Stephen Schwartz: I think it’s true for any dramatic work, whether it’s musical theatre or opera or musical movie or whatever. You can’t fall in love with any piece of it if it’s not serving the whole, which is what I think Tom Jones means by that. That’s why sometimes the best songs get cut from a musical because they’re not serving the whole story and the whole dramatic structure.

Carol de Giere: How do you find that out? You just watch it over time? I mean because you’re working in the part, but then…?

Stephen Schwartz: Yeah, exactly right. I think that you sort of go into this little section and you try to do something that will work for that particular moment, and of course you keep in mind the overall structure, but sometimes you’re wrong. And then when you step back and you hear it within the whole context, it doesn’t work, and then you have to lose it or change it.

Carol de Giere: Is that one reason why testing your work along the way is so important?

Seance on a Wet Afternoon opera logo

Stephen Schwartz's first opera, Seance on a Wet Afternoon

Stephen Schwartz: Absolutely. I mean for me it is. For instance with the opera now, I’m simply trying to get through a first draft of the first act, and I have no idea what this is going to sound like and feel like when it’s all put together. Obviously I know what the individual pieces are going to sound like, but what the cumulative effect is going to be, I have no idea.
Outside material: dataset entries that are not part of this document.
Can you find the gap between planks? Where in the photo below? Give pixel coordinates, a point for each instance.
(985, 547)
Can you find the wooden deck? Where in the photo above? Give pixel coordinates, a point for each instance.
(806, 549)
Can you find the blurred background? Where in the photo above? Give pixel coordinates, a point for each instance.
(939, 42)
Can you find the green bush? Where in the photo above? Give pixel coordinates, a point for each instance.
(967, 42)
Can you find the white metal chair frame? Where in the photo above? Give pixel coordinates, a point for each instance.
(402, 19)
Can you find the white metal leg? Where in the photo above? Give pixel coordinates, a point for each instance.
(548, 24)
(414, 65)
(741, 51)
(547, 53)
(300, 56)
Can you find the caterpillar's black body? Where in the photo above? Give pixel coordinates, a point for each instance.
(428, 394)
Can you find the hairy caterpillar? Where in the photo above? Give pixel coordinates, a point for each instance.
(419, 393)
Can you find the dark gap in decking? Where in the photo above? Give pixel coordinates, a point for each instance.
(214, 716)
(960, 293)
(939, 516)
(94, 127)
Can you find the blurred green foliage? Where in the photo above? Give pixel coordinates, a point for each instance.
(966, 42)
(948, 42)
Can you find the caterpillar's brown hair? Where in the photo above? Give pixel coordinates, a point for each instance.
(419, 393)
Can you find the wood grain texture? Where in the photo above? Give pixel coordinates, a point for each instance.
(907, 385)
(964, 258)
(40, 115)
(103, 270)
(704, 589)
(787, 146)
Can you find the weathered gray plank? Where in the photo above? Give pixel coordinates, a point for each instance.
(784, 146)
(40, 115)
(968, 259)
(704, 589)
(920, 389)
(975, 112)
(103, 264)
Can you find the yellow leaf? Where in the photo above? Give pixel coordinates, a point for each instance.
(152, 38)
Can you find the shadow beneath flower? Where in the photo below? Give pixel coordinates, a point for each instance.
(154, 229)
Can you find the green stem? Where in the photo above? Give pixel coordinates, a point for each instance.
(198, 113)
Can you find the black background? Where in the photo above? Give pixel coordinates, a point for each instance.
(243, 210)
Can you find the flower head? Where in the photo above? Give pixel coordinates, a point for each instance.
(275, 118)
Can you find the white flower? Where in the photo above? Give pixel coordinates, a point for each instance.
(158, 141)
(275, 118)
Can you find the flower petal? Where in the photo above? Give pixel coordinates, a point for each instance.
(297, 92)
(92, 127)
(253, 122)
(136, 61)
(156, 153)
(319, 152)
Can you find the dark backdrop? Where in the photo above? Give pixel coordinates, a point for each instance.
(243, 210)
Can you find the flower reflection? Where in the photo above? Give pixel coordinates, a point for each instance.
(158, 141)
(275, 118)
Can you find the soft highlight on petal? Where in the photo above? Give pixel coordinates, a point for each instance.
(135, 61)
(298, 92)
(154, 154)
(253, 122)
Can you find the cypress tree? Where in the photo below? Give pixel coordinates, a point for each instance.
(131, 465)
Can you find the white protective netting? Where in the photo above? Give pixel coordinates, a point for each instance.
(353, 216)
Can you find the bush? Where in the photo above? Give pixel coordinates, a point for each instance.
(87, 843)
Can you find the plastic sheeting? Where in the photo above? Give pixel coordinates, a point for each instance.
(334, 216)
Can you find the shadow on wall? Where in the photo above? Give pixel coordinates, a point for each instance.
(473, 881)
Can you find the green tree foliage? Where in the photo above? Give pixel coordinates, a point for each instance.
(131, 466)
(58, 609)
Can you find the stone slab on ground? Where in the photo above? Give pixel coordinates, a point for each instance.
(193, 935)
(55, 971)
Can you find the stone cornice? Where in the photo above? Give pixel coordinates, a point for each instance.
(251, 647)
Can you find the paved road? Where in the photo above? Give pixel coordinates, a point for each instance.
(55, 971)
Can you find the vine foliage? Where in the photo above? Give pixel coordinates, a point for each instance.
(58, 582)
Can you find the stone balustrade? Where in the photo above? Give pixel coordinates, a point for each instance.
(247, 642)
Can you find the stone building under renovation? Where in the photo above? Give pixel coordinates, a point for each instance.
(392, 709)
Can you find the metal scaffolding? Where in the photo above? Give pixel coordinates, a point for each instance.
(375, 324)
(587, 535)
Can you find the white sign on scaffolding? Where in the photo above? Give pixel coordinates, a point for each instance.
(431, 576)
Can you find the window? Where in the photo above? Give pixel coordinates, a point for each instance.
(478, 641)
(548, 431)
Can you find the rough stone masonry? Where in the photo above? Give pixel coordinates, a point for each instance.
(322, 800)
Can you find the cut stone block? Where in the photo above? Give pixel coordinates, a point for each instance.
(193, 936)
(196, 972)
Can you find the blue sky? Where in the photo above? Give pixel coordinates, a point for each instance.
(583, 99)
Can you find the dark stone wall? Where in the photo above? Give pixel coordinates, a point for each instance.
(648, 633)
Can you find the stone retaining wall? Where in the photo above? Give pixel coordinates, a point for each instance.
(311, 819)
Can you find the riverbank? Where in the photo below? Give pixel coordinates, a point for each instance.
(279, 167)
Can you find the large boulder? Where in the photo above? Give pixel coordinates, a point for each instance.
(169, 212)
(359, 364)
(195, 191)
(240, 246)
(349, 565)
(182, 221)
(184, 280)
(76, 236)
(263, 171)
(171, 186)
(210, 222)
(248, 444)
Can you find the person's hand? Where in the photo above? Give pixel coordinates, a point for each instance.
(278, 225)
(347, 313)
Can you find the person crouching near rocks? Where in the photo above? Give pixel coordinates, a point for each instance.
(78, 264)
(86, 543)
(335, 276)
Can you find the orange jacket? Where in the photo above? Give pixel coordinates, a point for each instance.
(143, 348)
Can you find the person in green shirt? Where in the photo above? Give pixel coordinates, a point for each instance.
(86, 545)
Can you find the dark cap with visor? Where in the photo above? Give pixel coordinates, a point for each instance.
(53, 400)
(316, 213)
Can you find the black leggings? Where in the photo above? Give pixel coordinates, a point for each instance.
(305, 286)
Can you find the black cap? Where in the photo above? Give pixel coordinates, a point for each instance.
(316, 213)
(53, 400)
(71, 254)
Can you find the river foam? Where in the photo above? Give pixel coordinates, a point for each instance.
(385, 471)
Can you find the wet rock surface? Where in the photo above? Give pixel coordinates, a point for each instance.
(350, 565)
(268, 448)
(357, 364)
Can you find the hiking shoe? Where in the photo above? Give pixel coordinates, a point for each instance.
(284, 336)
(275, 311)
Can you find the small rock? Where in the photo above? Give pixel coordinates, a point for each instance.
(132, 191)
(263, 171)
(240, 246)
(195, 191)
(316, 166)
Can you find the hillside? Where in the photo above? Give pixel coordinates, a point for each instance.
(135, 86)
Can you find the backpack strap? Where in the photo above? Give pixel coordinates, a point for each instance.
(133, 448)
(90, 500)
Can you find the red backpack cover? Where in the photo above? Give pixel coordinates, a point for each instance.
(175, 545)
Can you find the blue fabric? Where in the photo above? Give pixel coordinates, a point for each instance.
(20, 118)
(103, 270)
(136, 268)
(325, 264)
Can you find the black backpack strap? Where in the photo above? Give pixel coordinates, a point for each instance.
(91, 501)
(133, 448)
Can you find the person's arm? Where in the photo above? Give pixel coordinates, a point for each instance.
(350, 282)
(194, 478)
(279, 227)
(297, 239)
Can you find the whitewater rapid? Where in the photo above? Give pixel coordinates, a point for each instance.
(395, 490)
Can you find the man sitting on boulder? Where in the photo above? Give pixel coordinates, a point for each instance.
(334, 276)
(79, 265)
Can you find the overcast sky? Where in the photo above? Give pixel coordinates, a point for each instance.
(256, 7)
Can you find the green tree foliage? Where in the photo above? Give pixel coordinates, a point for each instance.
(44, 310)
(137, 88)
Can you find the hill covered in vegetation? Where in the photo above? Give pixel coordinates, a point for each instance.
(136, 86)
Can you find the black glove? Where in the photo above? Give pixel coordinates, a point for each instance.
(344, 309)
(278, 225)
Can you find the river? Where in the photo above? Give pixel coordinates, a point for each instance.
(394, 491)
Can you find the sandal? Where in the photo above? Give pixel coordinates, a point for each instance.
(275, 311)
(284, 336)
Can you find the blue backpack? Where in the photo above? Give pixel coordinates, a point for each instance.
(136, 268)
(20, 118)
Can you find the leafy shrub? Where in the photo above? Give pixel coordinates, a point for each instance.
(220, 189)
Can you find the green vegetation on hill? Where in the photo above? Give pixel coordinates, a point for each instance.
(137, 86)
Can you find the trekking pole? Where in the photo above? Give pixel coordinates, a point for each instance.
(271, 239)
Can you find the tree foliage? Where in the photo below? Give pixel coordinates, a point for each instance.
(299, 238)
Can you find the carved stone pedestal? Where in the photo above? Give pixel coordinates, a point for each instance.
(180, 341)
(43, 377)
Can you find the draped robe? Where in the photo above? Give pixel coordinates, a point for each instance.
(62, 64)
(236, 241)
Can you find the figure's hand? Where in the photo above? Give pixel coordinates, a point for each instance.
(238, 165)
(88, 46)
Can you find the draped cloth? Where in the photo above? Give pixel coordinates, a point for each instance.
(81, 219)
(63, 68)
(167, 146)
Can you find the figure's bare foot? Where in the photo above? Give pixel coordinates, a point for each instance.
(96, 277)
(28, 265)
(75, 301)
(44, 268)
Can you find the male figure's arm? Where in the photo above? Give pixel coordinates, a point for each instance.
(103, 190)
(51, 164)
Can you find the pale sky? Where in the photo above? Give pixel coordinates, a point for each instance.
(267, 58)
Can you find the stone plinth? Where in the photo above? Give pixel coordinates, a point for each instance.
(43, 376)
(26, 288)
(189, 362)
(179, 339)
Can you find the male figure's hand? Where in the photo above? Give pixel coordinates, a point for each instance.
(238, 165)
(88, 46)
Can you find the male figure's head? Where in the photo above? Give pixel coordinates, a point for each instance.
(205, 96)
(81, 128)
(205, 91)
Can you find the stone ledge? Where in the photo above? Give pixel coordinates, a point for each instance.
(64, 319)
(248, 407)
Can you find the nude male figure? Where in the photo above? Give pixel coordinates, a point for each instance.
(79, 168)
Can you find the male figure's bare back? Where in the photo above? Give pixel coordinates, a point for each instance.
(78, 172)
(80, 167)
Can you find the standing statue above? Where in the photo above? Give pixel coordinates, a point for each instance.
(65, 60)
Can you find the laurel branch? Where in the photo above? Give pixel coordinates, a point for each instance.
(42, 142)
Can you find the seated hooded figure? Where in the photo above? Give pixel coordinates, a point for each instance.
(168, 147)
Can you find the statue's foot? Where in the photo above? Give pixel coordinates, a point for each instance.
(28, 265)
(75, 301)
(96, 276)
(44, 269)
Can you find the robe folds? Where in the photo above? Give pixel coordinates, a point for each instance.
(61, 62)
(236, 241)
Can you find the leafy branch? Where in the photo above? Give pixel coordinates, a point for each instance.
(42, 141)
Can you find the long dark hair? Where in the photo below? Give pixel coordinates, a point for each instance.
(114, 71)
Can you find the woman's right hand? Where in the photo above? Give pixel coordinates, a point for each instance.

And once I get through this draft, then I’m going to do a workshop where I’ll hear the first act, and I’m sure there are going to be a lot of unpleasant discoveries and rude awakenings, and then maybe there will be some stuff that works better than I anticipate. Obviously I’m trying to keep the whole in mind, and I tend to write motifically anyway, so there are things that keep recurring and themes that get reused and sometimes they’re sung and sometimes they’re played in what will be the orchestra while the character is singing something else, and the fact that motif is occurring gives you information about the emotional state of the character, and all that stuff.

Obviously that’s not accidental that that happens, but it’s very hard, at least for me, to have a real perception of what the cumulative effect of an entire act is until I hear it.